Traditional deep learning models \citep{GoodfellowEtAl2016} assume that the parameters $\phi$ of the discriminative distribution are the output of a neural network (NN) inputting the features, $\phi=f_\theta(\mathbf{x})$, with its own parameters $\theta$, learnt by stochastic gradient ascent on \eqref{eq:max-likelihood}.
\subsection{Generative models}
In the generative modeling paradigm, on the other hand, the statistician assumes a joint distribution, $p_\phi(\mathbf{x})$ or $p_\phi(\mathbf{x},\mathbf{z})$, known as the \emph{generative model}, that directly models the observed data, $\mathbf{x}$, and, optionally, features $\mathbf{z}$.
Generative models of the form $p_\phi(\mathbf{x})$ are often referred to as autoregressive generative models, since the distribution is commonly represented by the chain rule as,
\begin{align*}
p_\phi(\mathbf{x}) &= \prod^N_{n=1}p_\phi(x_n\mid\mathbf{x}_{\prec n}),
\end{align*}
where $\mathbf{x}_{\prec n}\triangleq\{x_1,\ldots,x_{n-1}\}$, although we note that any factorization suffices. For this reason, we will refer to them as \emph{fully-observed generative models}. A representative example is PixelRNN \citep{VanDenOordEtAl2016a}, which represents a joint distribution over the pixels of an image parametrizing the $\phi$ of each factor using the output of a cleverly constructed RNN.

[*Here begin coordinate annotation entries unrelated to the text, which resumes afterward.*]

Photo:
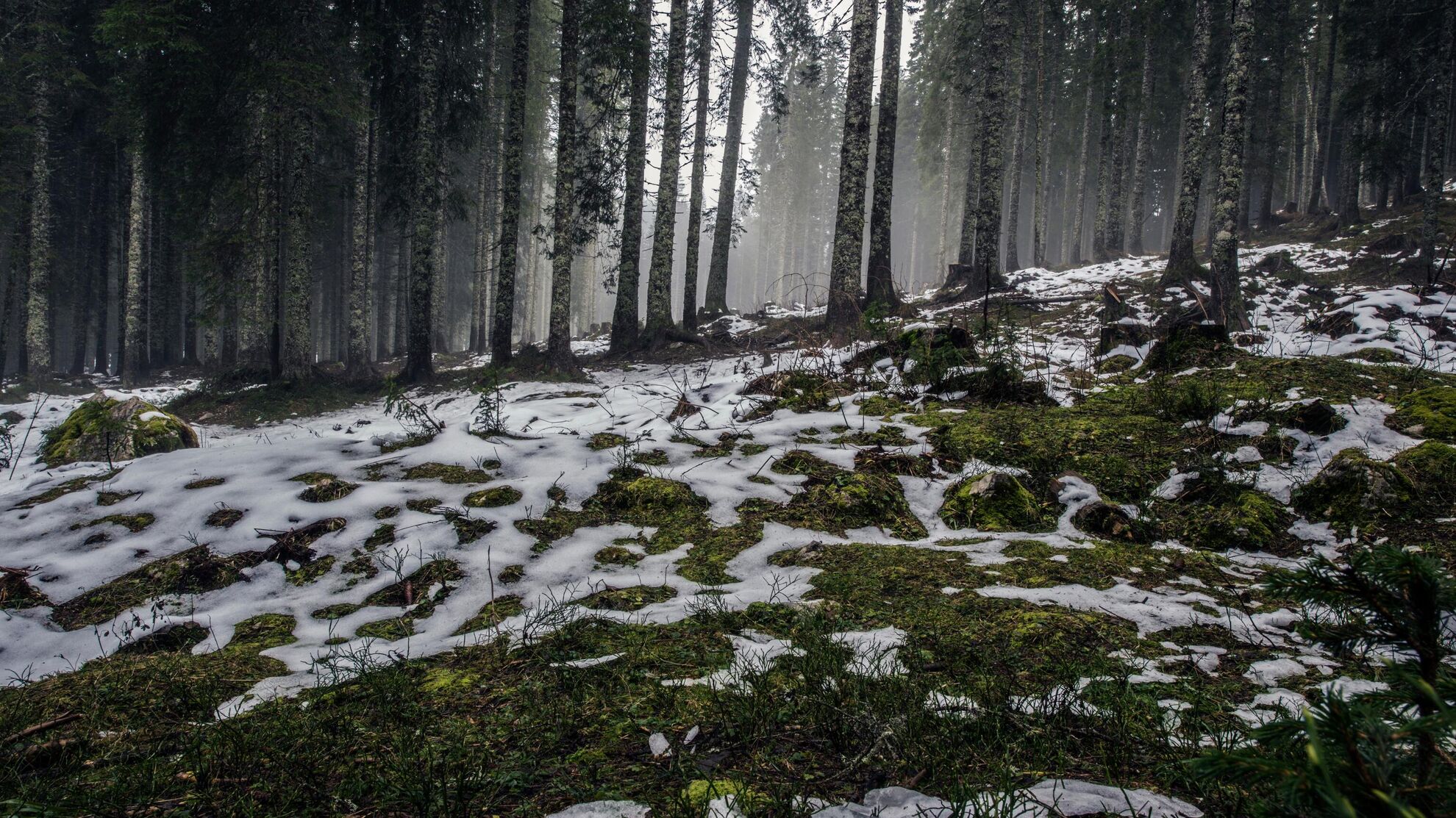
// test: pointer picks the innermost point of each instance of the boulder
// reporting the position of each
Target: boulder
(992, 503)
(108, 430)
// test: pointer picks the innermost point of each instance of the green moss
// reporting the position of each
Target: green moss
(328, 491)
(1353, 489)
(110, 430)
(69, 487)
(654, 457)
(491, 614)
(616, 555)
(606, 440)
(193, 571)
(1427, 412)
(133, 523)
(224, 517)
(1249, 520)
(447, 473)
(993, 503)
(310, 573)
(494, 498)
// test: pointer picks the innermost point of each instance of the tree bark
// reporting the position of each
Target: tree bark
(362, 218)
(1018, 154)
(564, 223)
(664, 223)
(1181, 264)
(625, 310)
(1141, 150)
(854, 165)
(132, 348)
(1438, 134)
(879, 290)
(1324, 126)
(513, 142)
(695, 197)
(38, 303)
(715, 301)
(1227, 298)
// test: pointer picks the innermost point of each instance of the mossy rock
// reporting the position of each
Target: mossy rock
(108, 430)
(1355, 489)
(1249, 520)
(647, 501)
(992, 503)
(1432, 467)
(1427, 412)
(494, 498)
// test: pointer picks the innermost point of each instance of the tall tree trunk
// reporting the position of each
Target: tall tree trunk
(1081, 206)
(426, 182)
(38, 303)
(564, 223)
(879, 287)
(993, 163)
(1141, 150)
(296, 356)
(660, 273)
(1018, 154)
(362, 230)
(1046, 104)
(1324, 124)
(715, 301)
(625, 310)
(1227, 298)
(1438, 114)
(1182, 267)
(133, 342)
(854, 165)
(513, 140)
(695, 197)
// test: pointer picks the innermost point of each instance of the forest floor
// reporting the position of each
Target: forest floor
(774, 580)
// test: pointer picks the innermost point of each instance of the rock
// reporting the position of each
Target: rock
(1353, 489)
(1104, 520)
(1427, 412)
(108, 430)
(992, 503)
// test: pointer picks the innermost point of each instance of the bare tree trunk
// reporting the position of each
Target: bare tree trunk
(1142, 148)
(879, 290)
(1081, 206)
(133, 348)
(38, 303)
(564, 223)
(695, 197)
(1436, 142)
(362, 232)
(715, 300)
(1227, 298)
(854, 166)
(296, 354)
(513, 140)
(1181, 264)
(664, 224)
(625, 310)
(1324, 124)
(1018, 153)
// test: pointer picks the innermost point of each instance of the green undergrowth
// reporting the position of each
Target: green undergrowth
(246, 399)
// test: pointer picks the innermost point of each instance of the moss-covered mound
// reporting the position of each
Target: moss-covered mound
(108, 430)
(992, 503)
(1353, 489)
(1427, 412)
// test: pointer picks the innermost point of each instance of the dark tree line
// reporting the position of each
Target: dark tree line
(271, 187)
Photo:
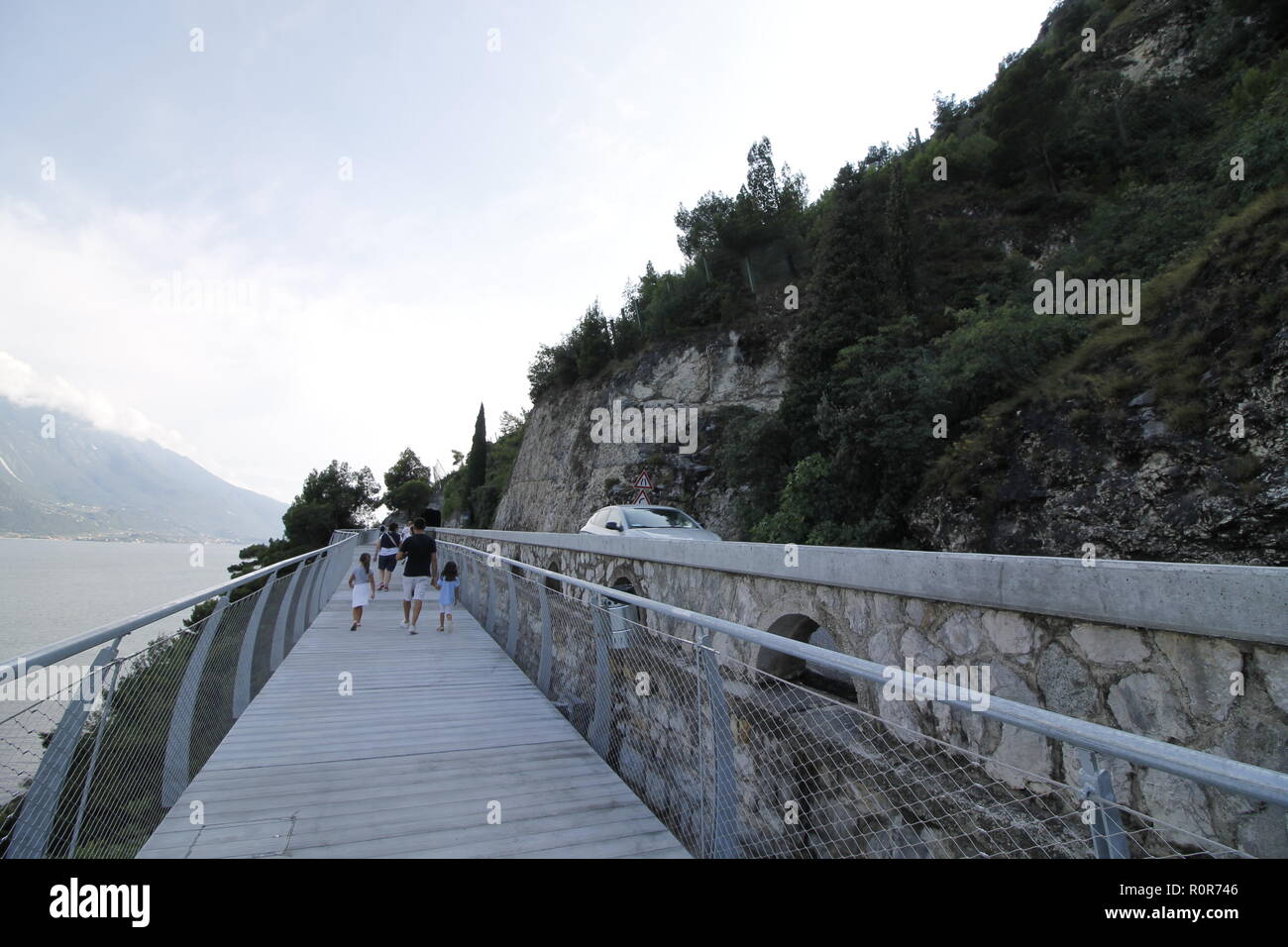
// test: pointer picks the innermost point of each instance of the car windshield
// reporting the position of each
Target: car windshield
(656, 518)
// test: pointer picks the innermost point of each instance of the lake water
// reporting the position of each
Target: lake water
(53, 589)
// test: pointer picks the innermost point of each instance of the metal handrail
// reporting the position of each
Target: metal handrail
(50, 654)
(1254, 783)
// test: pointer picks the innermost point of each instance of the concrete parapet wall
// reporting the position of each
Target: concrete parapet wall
(1192, 655)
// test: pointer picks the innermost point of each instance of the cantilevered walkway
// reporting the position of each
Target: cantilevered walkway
(442, 749)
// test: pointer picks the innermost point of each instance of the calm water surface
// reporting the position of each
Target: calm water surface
(53, 589)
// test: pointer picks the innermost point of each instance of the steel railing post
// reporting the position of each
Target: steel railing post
(544, 661)
(283, 613)
(600, 722)
(246, 654)
(303, 617)
(724, 812)
(489, 622)
(107, 689)
(175, 776)
(40, 802)
(1108, 838)
(511, 639)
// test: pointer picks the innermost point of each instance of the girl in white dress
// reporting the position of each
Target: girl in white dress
(364, 583)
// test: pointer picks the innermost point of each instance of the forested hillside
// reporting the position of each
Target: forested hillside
(927, 401)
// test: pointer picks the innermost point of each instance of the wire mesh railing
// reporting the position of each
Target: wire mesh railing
(99, 738)
(738, 762)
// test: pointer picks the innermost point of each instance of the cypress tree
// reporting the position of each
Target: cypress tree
(476, 467)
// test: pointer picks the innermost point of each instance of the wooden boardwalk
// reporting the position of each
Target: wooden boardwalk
(438, 729)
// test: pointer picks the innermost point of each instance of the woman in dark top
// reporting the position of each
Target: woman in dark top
(386, 554)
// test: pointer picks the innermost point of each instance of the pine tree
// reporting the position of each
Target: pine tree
(476, 466)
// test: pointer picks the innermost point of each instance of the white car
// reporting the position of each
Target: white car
(649, 522)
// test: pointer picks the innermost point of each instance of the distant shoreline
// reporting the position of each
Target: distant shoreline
(129, 539)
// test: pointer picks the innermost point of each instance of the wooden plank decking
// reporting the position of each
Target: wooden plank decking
(437, 728)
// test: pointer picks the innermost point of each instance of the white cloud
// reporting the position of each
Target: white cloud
(24, 385)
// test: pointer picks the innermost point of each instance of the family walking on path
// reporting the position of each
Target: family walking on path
(420, 575)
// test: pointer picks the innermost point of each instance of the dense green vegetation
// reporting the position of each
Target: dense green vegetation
(475, 489)
(915, 266)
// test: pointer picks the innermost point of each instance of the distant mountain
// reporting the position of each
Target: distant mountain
(90, 483)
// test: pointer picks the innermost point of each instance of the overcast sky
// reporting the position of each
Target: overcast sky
(494, 193)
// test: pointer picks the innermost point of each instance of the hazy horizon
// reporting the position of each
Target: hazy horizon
(230, 252)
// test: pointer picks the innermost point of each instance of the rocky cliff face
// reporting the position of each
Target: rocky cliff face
(562, 475)
(1172, 447)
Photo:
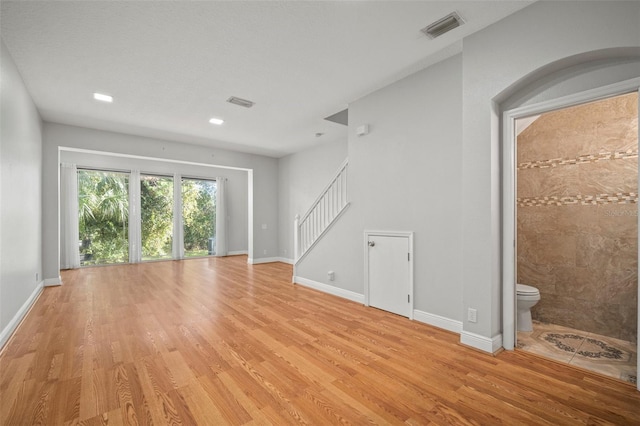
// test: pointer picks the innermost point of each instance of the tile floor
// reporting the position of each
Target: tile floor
(602, 354)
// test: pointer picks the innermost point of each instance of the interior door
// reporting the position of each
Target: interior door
(389, 272)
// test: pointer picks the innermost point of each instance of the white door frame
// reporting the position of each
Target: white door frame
(367, 235)
(509, 190)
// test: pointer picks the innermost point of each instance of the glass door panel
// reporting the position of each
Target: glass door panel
(156, 210)
(103, 215)
(199, 216)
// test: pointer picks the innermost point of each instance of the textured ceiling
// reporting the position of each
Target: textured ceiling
(171, 65)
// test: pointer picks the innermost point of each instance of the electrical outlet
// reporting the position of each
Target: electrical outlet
(472, 315)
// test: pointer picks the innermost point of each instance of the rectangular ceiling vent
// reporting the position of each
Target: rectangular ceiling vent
(444, 25)
(239, 101)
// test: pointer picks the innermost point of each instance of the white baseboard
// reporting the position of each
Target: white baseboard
(438, 321)
(325, 288)
(53, 281)
(490, 345)
(17, 318)
(268, 260)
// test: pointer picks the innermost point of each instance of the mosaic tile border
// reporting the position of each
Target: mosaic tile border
(580, 159)
(599, 199)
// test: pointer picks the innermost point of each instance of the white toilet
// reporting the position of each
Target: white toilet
(526, 297)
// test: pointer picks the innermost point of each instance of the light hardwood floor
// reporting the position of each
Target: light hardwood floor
(216, 341)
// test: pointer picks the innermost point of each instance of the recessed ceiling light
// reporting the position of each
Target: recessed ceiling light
(441, 26)
(102, 97)
(241, 102)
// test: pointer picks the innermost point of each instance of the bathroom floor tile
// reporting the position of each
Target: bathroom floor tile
(602, 354)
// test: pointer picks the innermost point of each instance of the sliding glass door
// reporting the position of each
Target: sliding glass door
(103, 217)
(104, 220)
(199, 216)
(156, 211)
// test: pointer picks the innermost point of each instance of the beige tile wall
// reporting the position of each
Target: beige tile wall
(577, 216)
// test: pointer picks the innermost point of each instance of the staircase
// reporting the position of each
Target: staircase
(327, 208)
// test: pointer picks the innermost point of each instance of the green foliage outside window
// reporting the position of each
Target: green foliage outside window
(103, 201)
(103, 214)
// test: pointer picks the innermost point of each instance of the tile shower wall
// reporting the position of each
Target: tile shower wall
(577, 216)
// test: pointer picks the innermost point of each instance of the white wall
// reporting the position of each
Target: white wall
(301, 177)
(264, 205)
(524, 47)
(20, 197)
(237, 194)
(405, 175)
(434, 152)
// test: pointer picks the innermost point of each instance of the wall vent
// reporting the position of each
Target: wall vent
(241, 102)
(441, 26)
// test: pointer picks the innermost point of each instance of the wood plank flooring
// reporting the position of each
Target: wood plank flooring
(216, 341)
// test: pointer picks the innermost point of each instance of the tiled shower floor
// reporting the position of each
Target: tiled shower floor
(602, 354)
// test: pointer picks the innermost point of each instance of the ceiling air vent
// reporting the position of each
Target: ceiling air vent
(441, 26)
(239, 101)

For fully-observed generative models, the objective is typically to learn $p_\phi(\mathbf{x})$ from the data by the method of maximum likelihood, which we again can interpret as minimizing a KL-divergence. This is a form of supervised learning.
Generative models of the form $p_\phi(\mathbf{x},\mathbf{z})$ are referred to as \emph{latent variable generative models}, and it is assumed that the latent variables, $\mathbf{z}$, in some way capture the dynamics of the process giving rise to $\mathbf{x}$. Latent variable generative models include both traditional statistical models like latent dirichlet allocation \citep{blei2003latent} and discrete Bayesian networks \citep{KollerFriedman2009}, as well as modern ``deep'' generative models like the variational autoencoder \citep{KingmaWelling2013} and attend-infer-repeat \citep{eslami2016attend}.
Latent variable generative models are most conveniently understood through a Bayesian statistical lens, where the data $\mathbf{x}$ is fixed, and the statistical parameters, $\mathbf{z}$, are random, and must be inferred through the process of inference. The objective is typically to approximate the posterior, $p(\mathbf{z}\mid\mathbf{x})$, either through approximate samples, or an approximation, $q_\psi(\mathbf{z})$ or $q_\psi(\mathbf{z}\mid\mathbf{x})$. The model can also be learnt by maximizing (indirectly) the marginal log-likelihood, $p_\phi(\mathbf{x})$, when amortized VI is used. Typically $\mathbf{x}$ is observed and $\mathbf{z}$ latent, or unobserved, leading to \emph{unsupervised learning}, although it is also possible to make $\mathbf{z}$ partially-observed for \emph{semi-supervised learning} \citep{KingmaEtAl2014, SiddharthEtAl2017}, or fully-observed for \emph{supervised learning}.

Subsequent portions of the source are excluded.